Das geht jetzt ohne Hacks nicht mehr, also alle sind dazu verdonnert kde-4 nach /usr/kde zu installieren, zumindest wenn man die Datei ${PORTDIR}/profiles/base/use.mask nicht findet.

Und wenn man kdeprefix verwenden möchte, ist es fast klar das die kde-misc Programme nicht mehr laufen, da diese hart nach /usr/ installiert werden.

Wurde auf irgendeiner der letzten Tagungen vom KDE-Team beschlossen, ist aber auch schon wieder ne Weile her glaub ich.

gbo: #273666

----------

## slick

 *SvenFischer wrote:*   

> @slick
> 
> Angriffe auf Dein Herz waren keine Absicht, doch würde ich gerne wissen ob Du vor dem Update Angst hast oder Dich darauf freust?   

 

Naja ... ich sags mal so... KDE 4 sieht schick aus. Aber das wars dann auch. Für praktikabel halte ichs bisher nicht. Ich überlege auf irgendeinen kleineren Windowmanager umzusteigen. (Das man länger auf 3.x bleiben kann halte ich bei Gentoo für unwahrscheinlich.) Von daher freu ich mich einerseits auf ein stable KDE 4 um es nochmal in Ruhe in der "stabilen" Version zu testen um zu schauen ob sichs evt. doch noch relativiert und andererseits fürchte ichs ein wenig, denn die Zeichen stehen momentan so das ich mich dann nach was neuem umsehen werde/muss (und dabei ist der Mensch doch ein Gewohnheitstier)

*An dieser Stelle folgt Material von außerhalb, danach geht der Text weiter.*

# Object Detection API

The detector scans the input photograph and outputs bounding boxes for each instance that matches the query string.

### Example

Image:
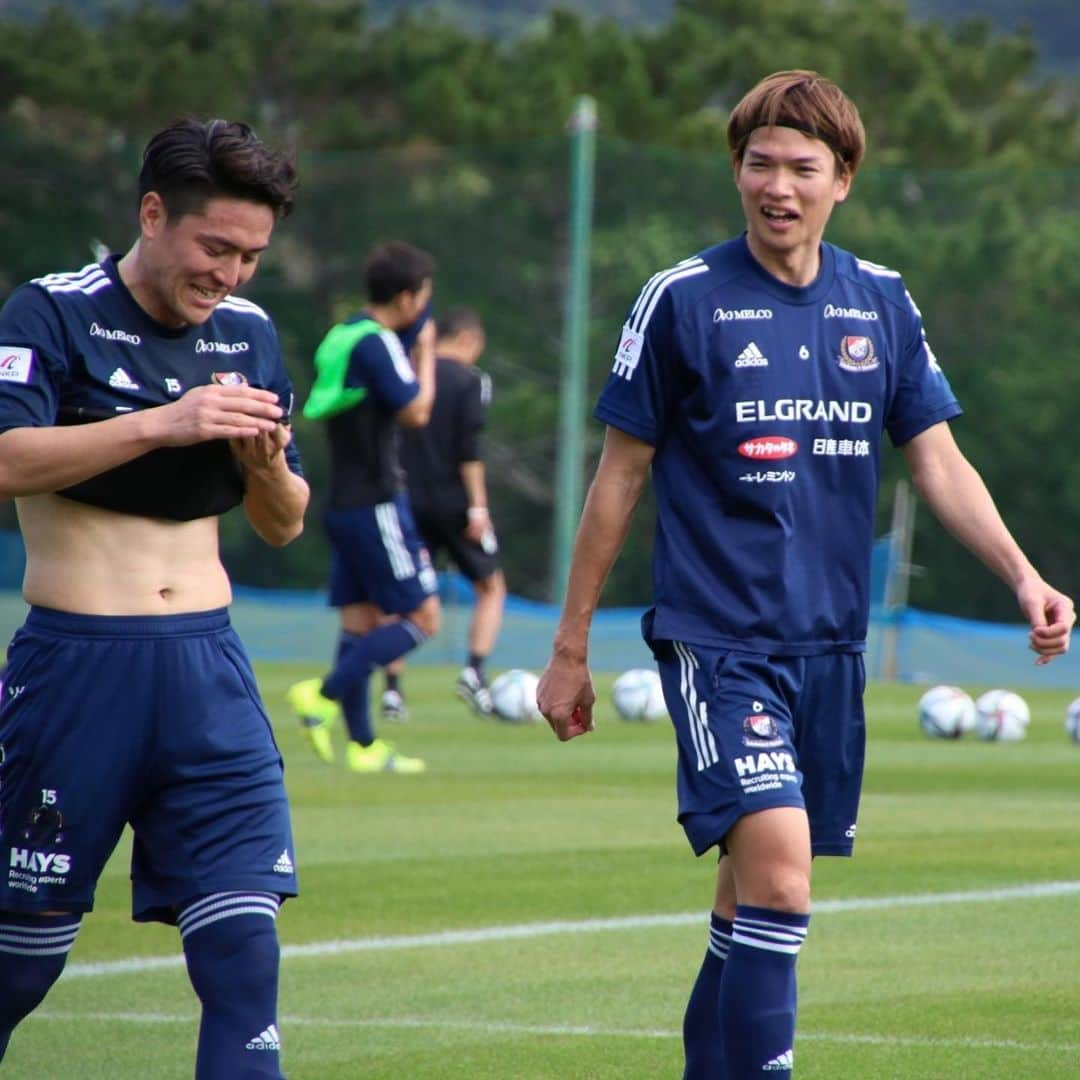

Ich mag mein KDE 3.* eben einfach viel zu sehr und mich ärgerts das man immer alles verschlimmbessern muss und ich bin der Meinug KDE entwickelt sich ein wenig in die falsche Richtung. (z.B Stichwort "windowssches K-Menü")

----------

## firefly

 *slick wrote:*   

>  *SvenFischer wrote:*   @slick
> 
> Angriffe auf Dein Herz waren keine Absicht, doch würde ich gerne wissen ob Du vor dem Update Angst hast oder Dich darauf freust?    
> 
> Naja ... ich sags mal so... KDE 4 sieht schick aus. Aber das wars dann auch. Für praktikabel halte ichs bisher nicht. Ich überlege auf irgendeinen kleineren Windowmanager umzusteigen. (Das man länger auf 3.x bleiben kann halte ich bei Gentoo für unwahrscheinlich.) Von daher freu ich mich einerseits auf ein stable KDE 4 um es nochmal in Ruhe in der "stabilen" Version zu testen um zu schauen ob sichs evt. doch noch relativiert und andererseits fürchte ichs ein wenig, denn die Zeichen stehen momentan so das ich mich dann nach was neuem umsehen werde/muss (und dabei ist der Mensch doch ein Gewohnheitstier)
> ...

 

Es gibt ein paar live-cds/vms, mit dem du kde 4 testen kannst. Und wegen Kickoff und dem alten K-Menü. Du kannst zwischen Kickoff und dem alten K-Menü umschalten  :Wink: 

----------

## momonster

 *SvenFischer wrote:*   

> 
> 
> Das Gentoo gewartet hat finde ich in Ordnung, besser als die wenigen Devs mit Fehlern zu Tode entmutigen. Der Funktionsumfang ist wieder hergestellt, fehlen noch k3b, Amarok und Digikam...
> 
> 

 

Digikam läuft bei mir problemlos unter KDE4. Ein Ebuild für k3b 1.66-irgendwas habe ich im KDE-Overlay gefunden, und auch wenn k3b noch eine alpha ist läuft es bei mir problemlos.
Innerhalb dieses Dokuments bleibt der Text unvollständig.